Avaliação ambiental – Assim como o Licenciamento da Hidrovia do Tramo Norte do Rio Paraguai, a realização de Avaliação Ambiental Integrada (AAI) pelo Ibama, no mesmo trecho de rio, também é condicionante para o licenciamento de Unidades Portuários e Portos. A AAI busca identificar especificamente os efeitos sinérgicos resultantes dos impactos ambientais causados por empreendimentos em planejamento, implantação e operação em uma determinada área, como uma bacia hidrográfica.

Diante da tendência de que EIAs/Rimas apresentadas pelas empresas são insuficientes, concentrando-se excessivamente no próprio empreendimento de modo a ignorar, por exemplo, a bacia hidrográfica na área de influência da obra, a AAI se torna essencial no processo.

“(…) é importante registrar que a Avaliação Ambiental Integrada não é um instrumento facultativo e simplesmente dispensável em toda e qualquer hipótese, sob pena de os efeitos cumulativos e sinérgicos serem, simplesmente, ignorados.
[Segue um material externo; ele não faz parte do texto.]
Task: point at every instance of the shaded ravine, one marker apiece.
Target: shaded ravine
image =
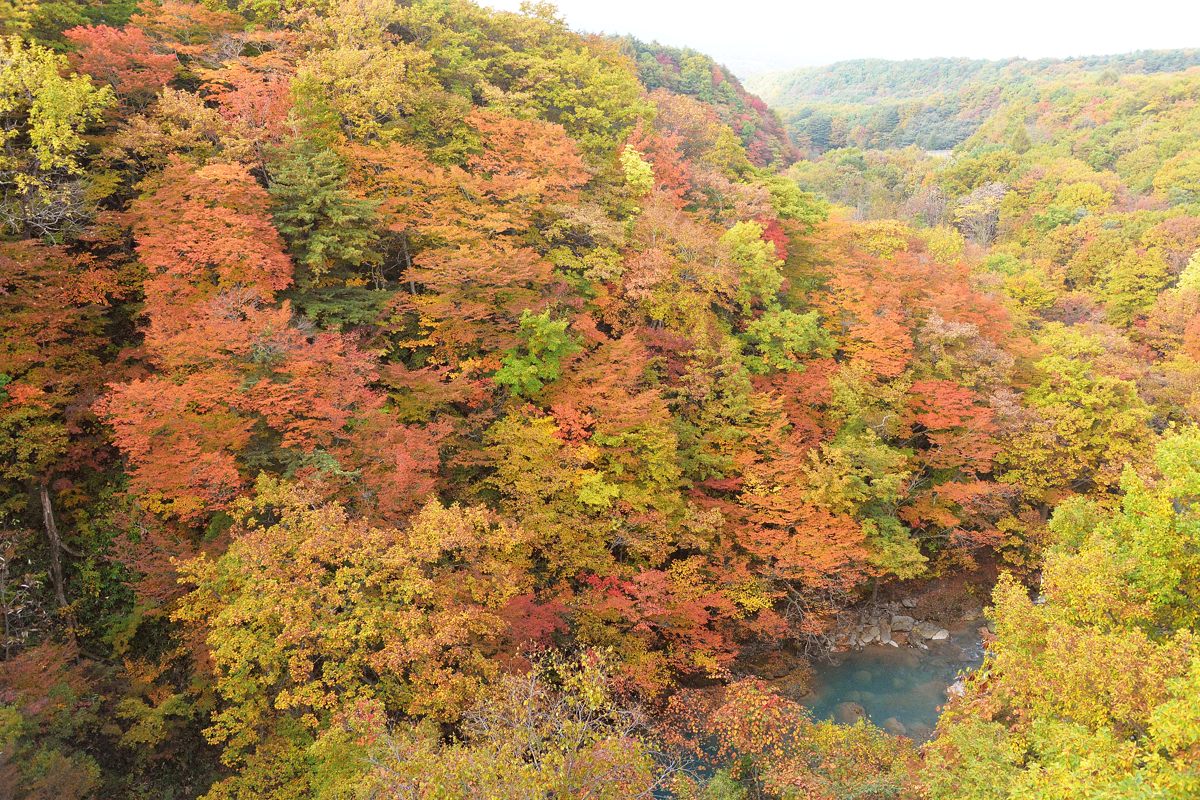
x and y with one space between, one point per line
898 689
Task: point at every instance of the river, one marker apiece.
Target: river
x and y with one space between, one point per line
899 689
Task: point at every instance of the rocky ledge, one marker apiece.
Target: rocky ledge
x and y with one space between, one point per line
893 624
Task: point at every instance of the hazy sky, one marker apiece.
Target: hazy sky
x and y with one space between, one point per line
760 35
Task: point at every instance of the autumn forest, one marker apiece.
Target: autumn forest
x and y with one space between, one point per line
409 400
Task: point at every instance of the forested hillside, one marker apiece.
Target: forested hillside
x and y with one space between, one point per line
409 400
930 103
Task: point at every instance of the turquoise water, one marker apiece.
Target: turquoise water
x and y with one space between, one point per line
899 689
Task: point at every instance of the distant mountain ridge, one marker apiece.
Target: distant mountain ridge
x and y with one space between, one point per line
876 79
931 103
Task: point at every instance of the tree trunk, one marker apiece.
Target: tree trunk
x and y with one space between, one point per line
52 533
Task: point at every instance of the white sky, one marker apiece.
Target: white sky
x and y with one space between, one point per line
760 35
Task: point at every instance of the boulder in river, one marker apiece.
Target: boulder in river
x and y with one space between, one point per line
849 713
930 631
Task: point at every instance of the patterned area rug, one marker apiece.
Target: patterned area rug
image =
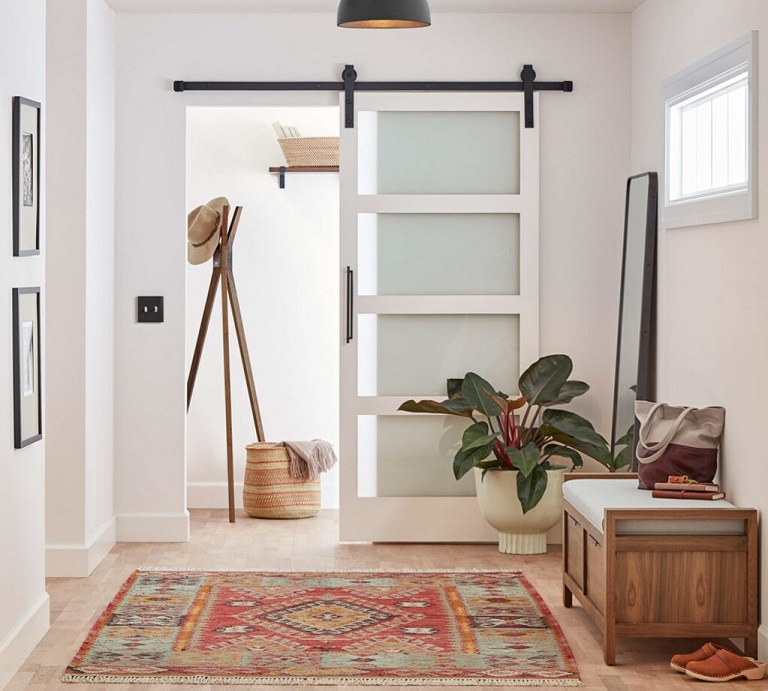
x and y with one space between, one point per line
372 628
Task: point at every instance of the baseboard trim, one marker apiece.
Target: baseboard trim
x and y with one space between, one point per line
215 495
16 647
79 560
212 495
153 527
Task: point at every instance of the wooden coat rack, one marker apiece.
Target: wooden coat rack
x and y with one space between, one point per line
222 273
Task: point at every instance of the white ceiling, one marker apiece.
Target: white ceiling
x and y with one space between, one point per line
437 6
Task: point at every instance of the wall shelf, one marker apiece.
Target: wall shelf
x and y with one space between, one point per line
282 170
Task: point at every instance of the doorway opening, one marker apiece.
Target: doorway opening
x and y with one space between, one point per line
285 263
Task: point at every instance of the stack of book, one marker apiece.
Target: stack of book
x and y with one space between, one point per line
680 487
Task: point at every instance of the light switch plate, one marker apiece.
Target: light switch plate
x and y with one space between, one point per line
150 308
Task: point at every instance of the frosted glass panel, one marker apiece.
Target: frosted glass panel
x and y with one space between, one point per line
439 254
413 355
411 456
447 152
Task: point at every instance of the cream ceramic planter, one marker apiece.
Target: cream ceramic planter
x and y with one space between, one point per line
519 533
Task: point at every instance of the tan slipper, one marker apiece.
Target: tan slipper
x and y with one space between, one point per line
724 666
680 662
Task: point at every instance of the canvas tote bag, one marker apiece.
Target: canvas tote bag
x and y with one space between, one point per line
674 440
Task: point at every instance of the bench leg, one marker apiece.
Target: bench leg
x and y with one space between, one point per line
609 643
750 646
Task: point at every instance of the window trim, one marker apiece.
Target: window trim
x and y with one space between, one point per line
719 206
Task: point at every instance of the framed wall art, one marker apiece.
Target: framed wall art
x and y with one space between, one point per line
26 177
27 401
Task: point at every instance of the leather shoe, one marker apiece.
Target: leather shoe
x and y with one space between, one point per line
680 662
724 666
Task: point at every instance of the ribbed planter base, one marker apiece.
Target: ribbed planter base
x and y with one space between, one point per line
519 533
516 543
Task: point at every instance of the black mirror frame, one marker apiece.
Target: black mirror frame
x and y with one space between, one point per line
646 366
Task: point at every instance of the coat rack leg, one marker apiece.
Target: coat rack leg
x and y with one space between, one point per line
227 383
214 284
244 356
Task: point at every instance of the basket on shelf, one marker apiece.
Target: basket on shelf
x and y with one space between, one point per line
269 489
310 151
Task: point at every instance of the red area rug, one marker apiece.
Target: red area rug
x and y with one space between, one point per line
373 628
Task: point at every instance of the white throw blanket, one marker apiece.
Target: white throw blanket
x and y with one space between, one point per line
310 458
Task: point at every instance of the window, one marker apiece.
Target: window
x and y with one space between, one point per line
710 162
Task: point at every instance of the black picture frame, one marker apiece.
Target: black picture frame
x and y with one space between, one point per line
26 177
636 343
27 399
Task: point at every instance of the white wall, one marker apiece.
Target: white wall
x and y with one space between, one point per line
80 271
584 164
713 287
24 606
285 267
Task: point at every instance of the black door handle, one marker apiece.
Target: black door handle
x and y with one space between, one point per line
350 298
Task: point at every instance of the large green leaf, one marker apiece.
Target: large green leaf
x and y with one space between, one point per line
573 425
466 459
444 408
570 390
542 381
525 459
476 436
531 489
475 389
454 387
564 452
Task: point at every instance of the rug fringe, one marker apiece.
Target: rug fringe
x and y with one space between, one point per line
214 569
315 681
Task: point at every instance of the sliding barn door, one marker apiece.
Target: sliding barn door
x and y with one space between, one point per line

De se relembrar que a necessidade de Avaliação Ambiental Integrada pelo Ibama foi já firmada pelo Tribunal Regional Federal da 1ª Região no caso justamente a envolver o licenciamento do Porto de Morrinhos no município de Cáceres (MT) no início dos anos 2000”, citou o MPF no texto da ACP.

O Porto de Morrinhos, como o próprio TRF1 afirmou, tinha a pretensão de transportar 2 milhões de toneladas anuais pelo Tramo Norte do Rio Paraguai. No caso dos empreendimentos apresentados na atual ACP, foi indicado o volume anual de aproximadamente 8,650 milhões toneladas, entre fertilizantes e outras cargas.

Navegabilidade inviável e risco ao Pantanal – Conforme apresentou o MPF à Justiça Federal, estudos apontam o grave risco ambiental em se admitir a navegabilidade em escala industrial que se pretende no Tramo Norte do Rio Paraguai, inclusive para a manutenção da atividade pesqueira e do próprio Pantanal.

Três foram os estudos apresentados na Ação Civil Pública que tratam do tema. O primeiro é o do ICMBio, que em 2017 relatou a possibilidade de a navegação na hidrovia causar danos à Estação Ecológica de Taiamã e ao meio ambiente como um todo, inclusive à atividade pesqueira. Em 2019, o Instituto voltou a demonstrar preocupação com o andamento do licenciamento dos empreendimentos apresentados na ACP.

Em 22 de janeiro de 2018, o Comitê Nacional de Zonas Úmidas (CNZU) publicou a Recomendação 10, que “dispõe sobre a conservação das sub-bacias livres de barragens ainda restantes na Bacia do Alto Paraguai e do Rio Paraguai em seu Tramo Norte”, advertindo expressamente a necessidade de excluir “o trecho do Rio Paraguai denominado Tramo Norte, entre Cáceres e Corumbá, da possibilidade de navegação industrial ou de grande porte na Hidrovia Paraguai-Paraná, uma vez que é um dos trechos de extrema fragilidade do Sistema Paraguai-Paraná de Áreas Úmidas quanto aos aspectos hidrodinâmicos, sedimentológicos, biogeoquímicos e ecológicos do Rio Paraguai, e que declare este trecho como de área com restrição de uso para navegação de grande porte”.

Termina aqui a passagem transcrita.